I do not like so many things about myself. And I want to change. Prior experience tells me that it is going to be tough but it is also going to be revelatory. that there will be so many moments when I'd want to quit but that I should not, that an imperfect life truly lived in pursuit of excellence is much better than a life spent making a perfect plan. I have always been invigorated by details to think about the bigger picture. Like someone vying for the perfect beginning and dies not going past thousands of beginnings. Maybe that is the way I am, or that I've taught myself to think that way, but I convince myself not to push too far because my body does not agree/ it is the wrong thing/ resistance means not following you heart. Even right now, as I write this, there is a constant tug-of-war between what I want myself to believe in and what my habits ask me to. How do you differentiate between barriers life does not want you to cross because it is leading you in the right way and obstacles that life wants you to overcome to become stronger? If I want to be something now and start working towards it, when the process changes me and my mind tells me I do not want that anymore, is that my being not wanting to go out of its comfort zone or truly a divine correspondence guiding me onto my Karma path? My problem, unlike a lot of others, is not that I'm doing something I don't want to. It's just that in my process of finding the love of my life, thanks to Steve Jobs Mania leftovers, I'm not doing anything else.

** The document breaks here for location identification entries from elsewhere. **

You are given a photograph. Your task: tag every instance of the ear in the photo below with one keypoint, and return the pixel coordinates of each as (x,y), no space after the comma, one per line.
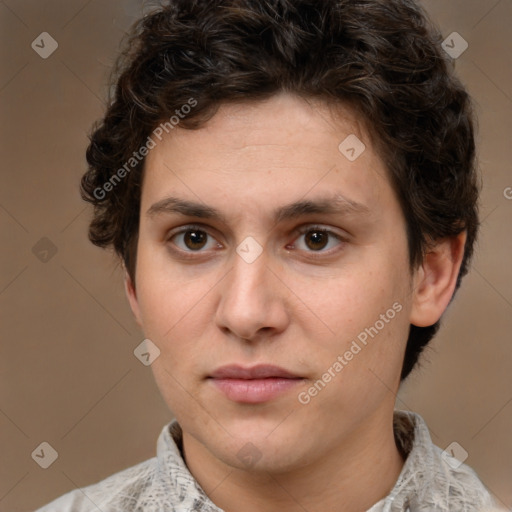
(435,280)
(131,295)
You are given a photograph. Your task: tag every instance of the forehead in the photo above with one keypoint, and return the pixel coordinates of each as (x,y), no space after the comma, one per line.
(265,152)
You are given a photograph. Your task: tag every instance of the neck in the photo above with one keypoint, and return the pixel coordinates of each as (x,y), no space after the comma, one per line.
(351,478)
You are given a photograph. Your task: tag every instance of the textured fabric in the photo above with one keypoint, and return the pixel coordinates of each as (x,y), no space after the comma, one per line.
(427,481)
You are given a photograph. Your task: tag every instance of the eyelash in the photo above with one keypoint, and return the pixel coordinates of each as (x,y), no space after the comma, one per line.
(302,231)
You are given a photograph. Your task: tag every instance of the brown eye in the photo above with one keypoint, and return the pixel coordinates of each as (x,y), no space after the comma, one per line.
(194,239)
(191,239)
(316,239)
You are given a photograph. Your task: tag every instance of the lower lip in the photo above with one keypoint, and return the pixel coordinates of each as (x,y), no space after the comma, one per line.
(254,391)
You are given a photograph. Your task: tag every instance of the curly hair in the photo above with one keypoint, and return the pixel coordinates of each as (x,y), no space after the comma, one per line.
(383,58)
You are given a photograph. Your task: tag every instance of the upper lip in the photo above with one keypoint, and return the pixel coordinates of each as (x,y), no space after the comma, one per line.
(261,371)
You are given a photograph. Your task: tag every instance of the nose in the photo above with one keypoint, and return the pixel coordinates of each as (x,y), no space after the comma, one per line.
(254,300)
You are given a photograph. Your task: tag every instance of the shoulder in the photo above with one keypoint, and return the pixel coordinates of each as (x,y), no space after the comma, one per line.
(432,478)
(118,492)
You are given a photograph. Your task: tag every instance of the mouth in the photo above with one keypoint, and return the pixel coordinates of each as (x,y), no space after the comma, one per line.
(253,385)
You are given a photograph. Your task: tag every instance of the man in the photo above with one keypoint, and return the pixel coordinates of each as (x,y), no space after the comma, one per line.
(291,188)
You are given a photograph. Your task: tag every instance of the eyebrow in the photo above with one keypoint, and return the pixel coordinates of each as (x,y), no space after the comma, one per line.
(334,204)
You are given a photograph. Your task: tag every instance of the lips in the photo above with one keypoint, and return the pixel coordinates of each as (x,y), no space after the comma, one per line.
(253,385)
(263,371)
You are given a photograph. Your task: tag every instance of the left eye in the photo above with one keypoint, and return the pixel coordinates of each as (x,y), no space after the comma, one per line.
(194,238)
(317,238)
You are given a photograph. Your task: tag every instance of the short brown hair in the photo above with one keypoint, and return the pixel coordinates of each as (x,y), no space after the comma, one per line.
(382,57)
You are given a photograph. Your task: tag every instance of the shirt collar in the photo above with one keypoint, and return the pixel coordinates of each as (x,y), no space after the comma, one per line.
(425,480)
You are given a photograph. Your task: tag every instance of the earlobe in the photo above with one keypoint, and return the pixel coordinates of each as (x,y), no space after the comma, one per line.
(436,279)
(131,295)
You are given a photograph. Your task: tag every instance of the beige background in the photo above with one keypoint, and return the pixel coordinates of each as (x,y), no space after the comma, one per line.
(68,373)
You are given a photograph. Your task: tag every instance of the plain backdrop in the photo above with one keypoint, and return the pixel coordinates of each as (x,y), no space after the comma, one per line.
(67,370)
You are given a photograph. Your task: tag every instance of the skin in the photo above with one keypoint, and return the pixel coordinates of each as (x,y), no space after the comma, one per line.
(287,308)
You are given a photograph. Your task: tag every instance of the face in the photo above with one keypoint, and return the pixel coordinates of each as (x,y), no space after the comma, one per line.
(274,323)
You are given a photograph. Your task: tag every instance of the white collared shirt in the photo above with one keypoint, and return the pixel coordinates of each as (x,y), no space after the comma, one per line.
(429,481)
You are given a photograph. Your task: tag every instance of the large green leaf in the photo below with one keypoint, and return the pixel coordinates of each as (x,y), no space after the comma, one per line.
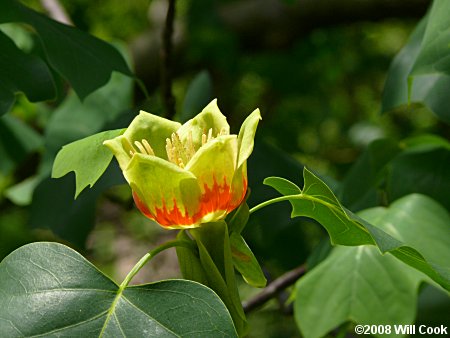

Or it's just that maybe they're right. I have never been able to hear the whispers of my heart because of the outside noise that I create. But like Maitreya says in Ship of Theseus, if all judgements are to be taken in the isolation of conveniences and prejudices, will my heart, influenced by myriad things ever be able to tell me what I truly ought to be. Is it all just poetic drivel that Steve uttered to get hoorays from the crowd or does art truly tell us what we are destined to be? If I can be anything I want to be, why can't I become someone who believes that I can be anything I want to be? If I should do what I truly believe in, and not care about others' opinion, will I be inspired enough to do what I want to?

-Why do you still do it?
-I do it for the beauty of the act.
-But they say beauty lies in the eye of the beholder.
-Yes, but what if there is no more beholder?
                -Holy Motors, French, 2012

I reek of half-baked philosophical bullshit. Doing is such a relief, after all the thinking; it gives a certain meaning to life, a sense of accomplishment. What do we have to show for after we have reached the dusk of our lives; apart from the things we've done. I might imagine the greatest of stories but if they don't transform into a physical manifestations that others can experience, are they worth anything? Our identities are shaped by memories, ours and others'. Ours might revolve around our thoughts and dreams but others' do only around our actions. And if we don't have others to validate what we've been through, what would be the difference between a dream and reality? Some nights, when I can't sleep, I think what my motivations are to go on living. Should my driving force be a fear of oblivion or adulation while I'm alive? Neither of them seem satisfactory enough. The only reason I want to do anything is to feel fully alive. Everything else, for experience, for entertainment, for pushing my boundaries, for the sake of humanity seems trivial. And the only way I've ever felt alive is when my mind is totally occupied, when what I do so captivates me that I don't mind the rest of the world crumbling into pieces; that in pursuit of that one word, one 'I love you', one perfect frame, I can spend a lifetime and discover all that I can about myself. For me to know what I am, I have to go and rule out all that I'm not.

1 comment:

  1. Long time since I read your blog. hope this helps:
    “To the critic, art is a noun. To the artist, art is a verb.”
    I read this qoute from the book "art and fear" by David Bayle and Ted Orland. check it out,it talks a lot about making art(i think can be applied to writing or anything) and the problems we face in the process of creating it.